Op de bekende opmerking, deze hele zaak van de Goddelijke uitverkiezing maar te laten rusten, volgen de gewone antwoorden: De gelovigen mogen niet van de kennis van deze weldaad Gods beroofd worden. En we moeten niet wijzer willen zijn dan de Heilige Schrift en de Heilige Geest, die ons dit wel hebben willen bekend maken.

Aan het eind van III, 21 noemt Calvijn als getuigenis en teken der verkiezing bij de uitverkorenen, de roeping en rechtvaardigmaking. Van de eerste oorzaak der zaligheid, dalen we af naar de secunda media.

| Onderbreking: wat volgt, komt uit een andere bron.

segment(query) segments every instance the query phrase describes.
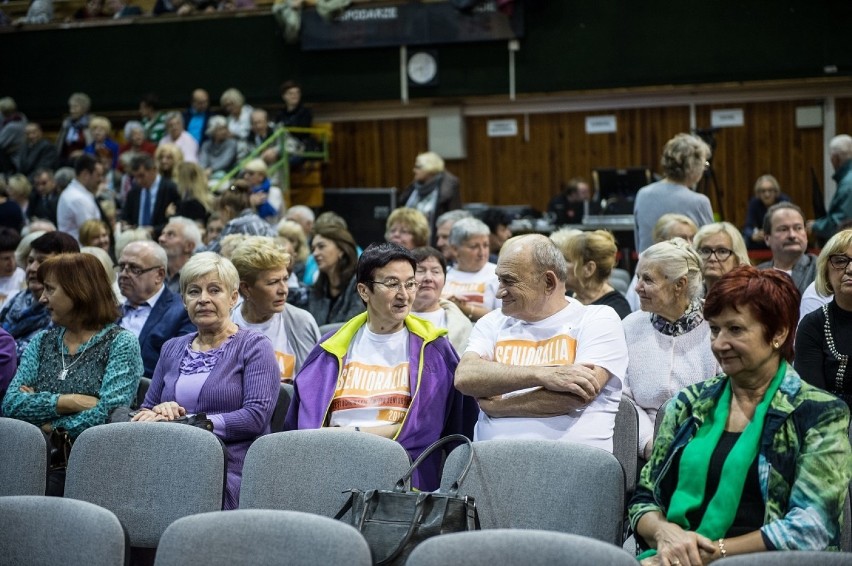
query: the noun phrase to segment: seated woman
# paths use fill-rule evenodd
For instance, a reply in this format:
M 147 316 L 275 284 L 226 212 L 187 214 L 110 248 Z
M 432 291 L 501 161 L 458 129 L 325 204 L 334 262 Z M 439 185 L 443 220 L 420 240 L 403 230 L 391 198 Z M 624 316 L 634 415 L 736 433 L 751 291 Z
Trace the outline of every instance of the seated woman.
M 287 304 L 290 256 L 271 238 L 250 236 L 233 251 L 231 261 L 240 274 L 243 298 L 231 320 L 269 338 L 281 381 L 290 383 L 320 339 L 311 313 Z
M 743 238 L 750 250 L 766 250 L 763 233 L 763 217 L 773 204 L 787 202 L 790 197 L 781 192 L 778 179 L 772 175 L 761 175 L 754 183 L 754 196 L 748 201 Z
M 609 284 L 618 247 L 606 230 L 559 230 L 550 239 L 568 262 L 565 287 L 584 305 L 607 305 L 624 319 L 631 313 L 624 295 Z
M 742 266 L 707 295 L 723 375 L 666 407 L 628 512 L 643 564 L 837 550 L 852 478 L 849 409 L 790 365 L 799 292 Z M 654 554 L 652 556 L 652 554 Z
M 251 187 L 246 181 L 236 181 L 222 192 L 216 201 L 216 213 L 219 219 L 225 222 L 225 226 L 219 235 L 207 244 L 206 251 L 218 253 L 222 239 L 230 234 L 269 236 L 270 238 L 277 235 L 275 227 L 258 216 L 252 208 L 251 195 Z
M 852 230 L 838 232 L 817 259 L 816 290 L 831 302 L 805 315 L 796 335 L 796 371 L 852 407 Z
M 639 256 L 642 310 L 624 319 L 629 361 L 624 395 L 639 410 L 639 457 L 651 455 L 657 411 L 678 390 L 718 373 L 702 315 L 701 260 L 681 238 Z
M 110 229 L 103 220 L 90 219 L 80 225 L 80 245 L 101 248 L 109 253 Z
M 319 276 L 308 297 L 308 311 L 320 326 L 343 323 L 364 312 L 355 280 L 357 247 L 348 230 L 331 224 L 314 227 L 311 249 Z
M 417 295 L 411 313 L 425 318 L 437 328 L 447 329 L 447 338 L 456 352 L 464 352 L 473 324 L 454 303 L 441 298 L 447 277 L 447 260 L 439 250 L 432 247 L 411 250 L 417 260 L 414 279 Z
M 396 244 L 364 250 L 357 281 L 367 312 L 308 356 L 296 376 L 287 430 L 345 427 L 376 434 L 399 442 L 412 460 L 442 436 L 472 434 L 476 403 L 453 385 L 459 358 L 446 331 L 410 316 L 415 268 L 411 252 Z M 433 456 L 416 470 L 412 486 L 438 488 L 441 455 Z
M 29 343 L 3 400 L 3 415 L 65 429 L 73 439 L 129 405 L 139 378 L 139 340 L 115 324 L 121 311 L 106 271 L 91 255 L 60 254 L 38 267 L 39 302 L 54 326 Z M 62 495 L 64 473 L 49 494 Z
M 207 174 L 198 163 L 181 163 L 177 167 L 180 201 L 166 207 L 166 216 L 182 216 L 205 223 L 213 208 L 213 196 L 207 186 Z
M 397 208 L 385 223 L 385 241 L 407 250 L 429 245 L 429 220 L 416 208 Z
M 290 294 L 287 295 L 287 302 L 299 307 L 307 306 L 308 294 L 305 291 L 309 289 L 302 283 L 302 276 L 308 261 L 308 237 L 298 222 L 286 219 L 278 223 L 278 235 L 290 242 L 292 248 L 290 265 L 287 266 L 290 273 Z M 292 296 L 294 294 L 295 297 Z
M 708 291 L 730 270 L 751 265 L 743 237 L 730 222 L 705 224 L 695 233 L 692 247 L 704 261 L 701 272 Z
M 174 179 L 178 165 L 183 163 L 183 151 L 173 143 L 158 145 L 157 151 L 154 152 L 154 161 L 157 162 L 157 172 L 163 179 Z
M 239 506 L 243 461 L 254 440 L 269 433 L 280 370 L 272 344 L 239 328 L 230 311 L 240 276 L 227 259 L 202 252 L 180 270 L 180 291 L 198 332 L 163 345 L 151 386 L 134 421 L 171 421 L 205 413 L 227 449 L 225 509 Z
M 251 206 L 257 215 L 275 223 L 284 208 L 284 193 L 272 184 L 263 159 L 252 159 L 243 166 L 243 179 L 251 186 Z
M 490 234 L 488 226 L 476 218 L 462 218 L 450 230 L 456 265 L 447 273 L 443 296 L 472 321 L 503 304 L 497 298 L 497 266 L 488 261 Z
M 688 216 L 670 212 L 660 216 L 657 223 L 654 224 L 654 230 L 651 232 L 651 237 L 655 244 L 671 240 L 672 238 L 683 238 L 689 243 L 692 243 L 692 238 L 698 232 L 698 226 Z M 636 283 L 638 282 L 636 274 L 633 274 L 633 279 L 630 281 L 630 286 L 627 288 L 624 298 L 633 312 L 639 310 L 639 295 L 636 294 Z
M 207 139 L 198 152 L 198 164 L 209 177 L 220 179 L 237 163 L 237 140 L 230 137 L 224 116 L 212 116 L 205 133 Z

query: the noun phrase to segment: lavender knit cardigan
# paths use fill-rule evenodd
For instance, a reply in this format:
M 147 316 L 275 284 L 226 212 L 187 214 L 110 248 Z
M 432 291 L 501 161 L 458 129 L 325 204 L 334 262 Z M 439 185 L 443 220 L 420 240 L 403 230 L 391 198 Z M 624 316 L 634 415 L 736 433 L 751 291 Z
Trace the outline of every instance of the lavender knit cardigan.
M 180 361 L 196 336 L 193 332 L 163 344 L 143 408 L 175 400 Z M 243 461 L 251 443 L 269 433 L 280 375 L 269 338 L 241 328 L 226 342 L 219 363 L 201 387 L 198 412 L 221 415 L 225 423 L 225 430 L 217 431 L 228 451 L 224 509 L 239 506 Z

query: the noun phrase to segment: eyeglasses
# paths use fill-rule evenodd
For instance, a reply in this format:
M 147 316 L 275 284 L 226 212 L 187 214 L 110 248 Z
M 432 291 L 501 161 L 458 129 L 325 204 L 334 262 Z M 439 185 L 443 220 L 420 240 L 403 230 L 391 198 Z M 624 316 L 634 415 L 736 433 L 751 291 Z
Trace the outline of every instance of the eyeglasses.
M 705 171 L 708 171 L 709 169 L 710 169 L 710 162 L 709 162 L 709 161 L 705 161 L 705 162 L 704 162 L 704 170 L 705 170 Z
M 832 254 L 828 256 L 828 262 L 834 269 L 846 269 L 850 261 L 852 261 L 852 257 L 848 255 Z
M 394 226 L 393 228 L 388 230 L 386 232 L 386 234 L 388 236 L 392 236 L 394 234 L 399 234 L 401 236 L 405 236 L 406 234 L 408 234 L 408 235 L 414 234 L 414 232 L 412 232 L 411 230 L 408 230 L 407 228 L 400 228 L 398 226 Z
M 701 256 L 701 259 L 710 259 L 710 256 L 715 255 L 716 259 L 719 261 L 725 261 L 731 254 L 734 253 L 734 250 L 729 250 L 728 248 L 698 248 L 698 255 Z
M 143 273 L 148 273 L 149 271 L 154 271 L 155 269 L 160 269 L 159 265 L 155 265 L 154 267 L 139 267 L 138 265 L 133 265 L 131 263 L 118 263 L 113 268 L 116 273 L 121 273 L 125 269 L 130 272 L 134 277 L 139 277 Z
M 417 292 L 417 288 L 420 286 L 420 283 L 414 279 L 409 279 L 405 283 L 402 281 L 368 281 L 368 283 L 376 283 L 387 288 L 389 291 L 393 291 L 394 293 L 399 293 L 403 288 L 405 288 L 406 293 L 415 293 Z

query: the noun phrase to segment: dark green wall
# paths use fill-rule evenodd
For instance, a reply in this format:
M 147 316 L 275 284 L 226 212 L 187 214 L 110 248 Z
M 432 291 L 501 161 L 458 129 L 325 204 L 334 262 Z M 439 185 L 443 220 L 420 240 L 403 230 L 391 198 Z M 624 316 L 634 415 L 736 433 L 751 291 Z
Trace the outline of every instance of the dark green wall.
M 527 0 L 517 90 L 852 74 L 852 2 L 759 0 Z M 440 46 L 440 83 L 412 98 L 508 92 L 505 43 Z M 396 48 L 301 52 L 269 15 L 148 20 L 0 33 L 0 96 L 38 119 L 67 111 L 74 91 L 97 110 L 127 110 L 149 91 L 183 106 L 190 91 L 231 86 L 250 103 L 278 103 L 277 85 L 300 79 L 310 101 L 399 98 Z

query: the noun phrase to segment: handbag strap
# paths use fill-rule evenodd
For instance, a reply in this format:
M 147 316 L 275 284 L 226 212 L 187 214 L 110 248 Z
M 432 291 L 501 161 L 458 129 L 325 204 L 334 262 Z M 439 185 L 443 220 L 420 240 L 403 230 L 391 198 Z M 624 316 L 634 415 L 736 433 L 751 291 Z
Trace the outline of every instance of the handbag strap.
M 396 486 L 394 487 L 394 491 L 405 491 L 406 482 L 411 479 L 411 475 L 414 473 L 414 470 L 417 469 L 417 467 L 423 462 L 423 460 L 431 456 L 432 452 L 450 442 L 463 442 L 467 445 L 468 449 L 467 462 L 465 463 L 464 468 L 462 468 L 459 477 L 456 478 L 456 481 L 453 482 L 452 486 L 450 486 L 450 489 L 448 491 L 450 495 L 455 495 L 456 493 L 458 493 L 459 485 L 461 485 L 461 483 L 464 481 L 464 478 L 467 476 L 467 472 L 470 471 L 470 465 L 473 463 L 473 444 L 470 442 L 470 439 L 468 437 L 461 434 L 450 434 L 449 436 L 445 436 L 444 438 L 438 439 L 433 442 L 426 450 L 424 450 L 420 454 L 420 456 L 417 457 L 414 463 L 411 464 L 411 467 L 408 468 L 408 471 L 405 472 L 405 475 L 402 476 L 399 480 L 397 480 Z
M 374 494 L 371 494 L 371 495 L 374 495 Z M 417 530 L 417 528 L 420 526 L 420 522 L 423 520 L 423 511 L 426 507 L 426 505 L 424 505 L 424 503 L 431 496 L 432 496 L 432 494 L 429 493 L 429 492 L 420 492 L 420 493 L 417 494 L 417 502 L 414 504 L 414 515 L 411 518 L 411 522 L 408 523 L 408 531 L 405 533 L 405 536 L 402 537 L 402 540 L 399 542 L 399 544 L 393 550 L 393 552 L 391 552 L 390 555 L 388 555 L 386 558 L 382 558 L 381 560 L 376 560 L 376 558 L 373 557 L 373 559 L 375 560 L 374 563 L 375 563 L 376 566 L 382 566 L 383 564 L 389 564 L 389 563 L 393 562 L 394 560 L 396 560 L 397 556 L 399 556 L 400 553 L 403 550 L 405 550 L 405 547 L 408 546 L 409 541 L 411 541 L 411 537 L 414 536 L 414 531 Z M 366 509 L 366 505 L 364 506 L 364 508 Z M 364 526 L 363 521 L 364 521 L 364 519 L 362 517 L 361 518 L 361 525 L 358 529 L 359 531 L 362 531 L 362 532 L 363 532 L 363 526 Z

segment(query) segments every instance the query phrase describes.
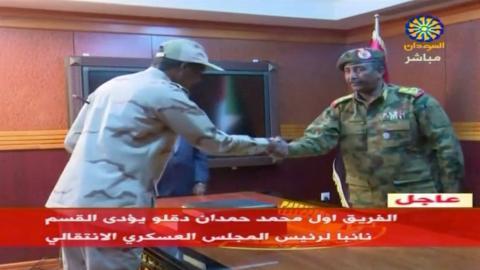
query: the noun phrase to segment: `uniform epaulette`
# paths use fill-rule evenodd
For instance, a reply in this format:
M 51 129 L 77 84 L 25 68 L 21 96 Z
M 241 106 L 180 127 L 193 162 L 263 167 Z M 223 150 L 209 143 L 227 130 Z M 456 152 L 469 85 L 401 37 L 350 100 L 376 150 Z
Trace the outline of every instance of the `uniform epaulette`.
M 400 87 L 400 89 L 398 89 L 398 92 L 402 94 L 414 96 L 415 98 L 419 98 L 423 96 L 423 94 L 425 94 L 425 92 L 422 89 L 417 87 Z
M 169 83 L 170 83 L 170 85 L 172 85 L 175 88 L 180 88 L 180 89 L 182 88 L 182 86 L 178 83 L 174 83 L 174 82 L 169 82 Z
M 345 102 L 347 100 L 350 100 L 353 98 L 353 94 L 350 94 L 350 95 L 346 95 L 346 96 L 343 96 L 343 97 L 339 97 L 337 99 L 335 99 L 332 104 L 330 104 L 331 107 L 335 108 L 338 104 L 342 103 L 342 102 Z
M 182 92 L 184 92 L 187 95 L 190 94 L 190 92 L 185 87 L 183 87 L 182 85 L 180 85 L 178 83 L 170 82 L 170 85 L 174 86 L 175 88 L 178 88 L 178 90 L 181 90 Z

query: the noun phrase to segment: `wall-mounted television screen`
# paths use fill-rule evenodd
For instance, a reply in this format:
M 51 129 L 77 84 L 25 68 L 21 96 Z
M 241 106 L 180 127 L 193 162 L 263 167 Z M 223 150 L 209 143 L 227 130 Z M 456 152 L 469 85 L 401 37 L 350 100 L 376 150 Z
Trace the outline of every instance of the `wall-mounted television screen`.
M 67 59 L 70 123 L 98 86 L 120 75 L 147 68 L 150 59 L 69 57 Z M 279 134 L 272 104 L 274 68 L 269 63 L 216 62 L 226 70 L 207 70 L 203 80 L 190 91 L 196 102 L 221 130 L 229 134 L 271 137 Z M 75 98 L 76 97 L 76 98 Z M 211 156 L 211 167 L 272 164 L 268 156 Z

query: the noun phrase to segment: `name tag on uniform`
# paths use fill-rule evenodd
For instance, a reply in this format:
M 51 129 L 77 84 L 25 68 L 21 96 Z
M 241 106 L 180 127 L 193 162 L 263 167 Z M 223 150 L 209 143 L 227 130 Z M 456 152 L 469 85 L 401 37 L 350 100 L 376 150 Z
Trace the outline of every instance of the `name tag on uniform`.
M 404 110 L 394 110 L 383 113 L 383 120 L 395 121 L 407 118 L 407 113 Z

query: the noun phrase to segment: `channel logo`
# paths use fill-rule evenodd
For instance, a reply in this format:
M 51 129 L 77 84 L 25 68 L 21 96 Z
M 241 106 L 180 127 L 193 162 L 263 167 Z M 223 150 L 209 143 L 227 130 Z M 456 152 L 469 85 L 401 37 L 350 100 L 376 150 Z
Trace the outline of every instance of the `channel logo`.
M 405 33 L 414 41 L 432 42 L 443 35 L 444 25 L 439 18 L 422 15 L 410 18 L 405 24 Z

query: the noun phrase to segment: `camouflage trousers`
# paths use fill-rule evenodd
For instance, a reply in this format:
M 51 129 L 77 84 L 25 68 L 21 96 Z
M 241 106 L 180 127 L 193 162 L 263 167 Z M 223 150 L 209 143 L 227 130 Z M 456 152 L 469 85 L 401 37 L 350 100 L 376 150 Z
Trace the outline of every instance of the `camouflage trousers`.
M 377 187 L 348 184 L 349 204 L 353 208 L 385 208 L 388 193 L 437 193 L 438 185 L 433 181 L 419 181 L 402 185 Z

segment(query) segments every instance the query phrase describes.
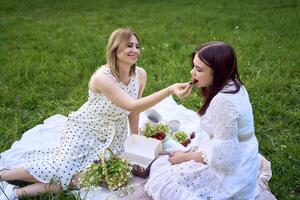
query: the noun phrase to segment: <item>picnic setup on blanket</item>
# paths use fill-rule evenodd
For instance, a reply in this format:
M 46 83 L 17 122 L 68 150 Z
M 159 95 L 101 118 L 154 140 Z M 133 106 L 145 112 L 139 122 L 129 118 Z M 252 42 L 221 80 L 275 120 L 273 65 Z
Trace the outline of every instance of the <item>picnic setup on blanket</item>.
M 66 120 L 65 116 L 54 115 L 25 132 L 0 154 L 0 170 L 22 167 L 26 152 L 57 146 Z M 145 184 L 153 161 L 172 152 L 195 151 L 210 140 L 199 130 L 198 114 L 178 105 L 172 97 L 141 113 L 139 127 L 139 135 L 128 134 L 121 155 L 110 148 L 99 152 L 99 159 L 85 169 L 81 189 L 74 193 L 86 200 L 150 200 Z M 256 199 L 275 199 L 268 188 L 270 162 L 261 155 L 259 162 Z

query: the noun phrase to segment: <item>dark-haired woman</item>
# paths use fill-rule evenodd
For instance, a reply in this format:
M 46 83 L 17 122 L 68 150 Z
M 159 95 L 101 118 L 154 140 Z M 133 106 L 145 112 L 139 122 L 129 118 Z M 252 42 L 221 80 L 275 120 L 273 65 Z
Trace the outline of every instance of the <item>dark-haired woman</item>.
M 200 132 L 209 139 L 194 152 L 156 160 L 145 189 L 154 200 L 254 199 L 258 142 L 235 52 L 224 42 L 210 42 L 196 48 L 192 59 L 202 97 Z

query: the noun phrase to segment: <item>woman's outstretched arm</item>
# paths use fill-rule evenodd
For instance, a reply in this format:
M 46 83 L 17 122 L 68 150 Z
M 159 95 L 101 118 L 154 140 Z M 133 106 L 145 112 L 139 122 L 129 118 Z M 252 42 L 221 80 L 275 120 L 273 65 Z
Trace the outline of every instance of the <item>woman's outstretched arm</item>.
M 182 93 L 186 92 L 185 89 L 188 85 L 188 83 L 176 83 L 147 97 L 136 100 L 123 91 L 112 78 L 102 72 L 96 72 L 90 83 L 90 85 L 93 85 L 113 103 L 131 112 L 142 112 L 147 110 L 171 94 L 183 96 Z

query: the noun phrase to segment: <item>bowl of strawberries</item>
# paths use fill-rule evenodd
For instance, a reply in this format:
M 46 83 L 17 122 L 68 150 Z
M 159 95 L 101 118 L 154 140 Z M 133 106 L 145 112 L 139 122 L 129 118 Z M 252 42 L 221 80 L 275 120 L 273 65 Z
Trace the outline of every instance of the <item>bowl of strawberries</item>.
M 145 137 L 151 137 L 157 140 L 166 139 L 168 132 L 170 131 L 170 127 L 166 124 L 158 123 L 158 124 L 150 124 L 147 123 L 142 130 L 142 134 Z
M 176 131 L 172 134 L 172 139 L 187 147 L 191 143 L 191 138 L 184 131 Z
M 163 150 L 169 153 L 172 152 L 187 152 L 192 147 L 197 146 L 195 132 L 187 132 L 183 130 L 174 131 L 163 144 Z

In hoofdstuk 22 wordt deze leer dan door de Heilige Schrift bevestigd, waarbij de nadruk valt op de verkiezing in Christus. Ook hier een praktische noot: de barmhartigheid van God in de verkiezing, III, 22, 6 en vooral in 9: Quum enim nihil in electione nisi meram bonitatem velit nos intueri Dominus, siquis plus aliquid prospicere hic cupiat, praepostera erit affectatie.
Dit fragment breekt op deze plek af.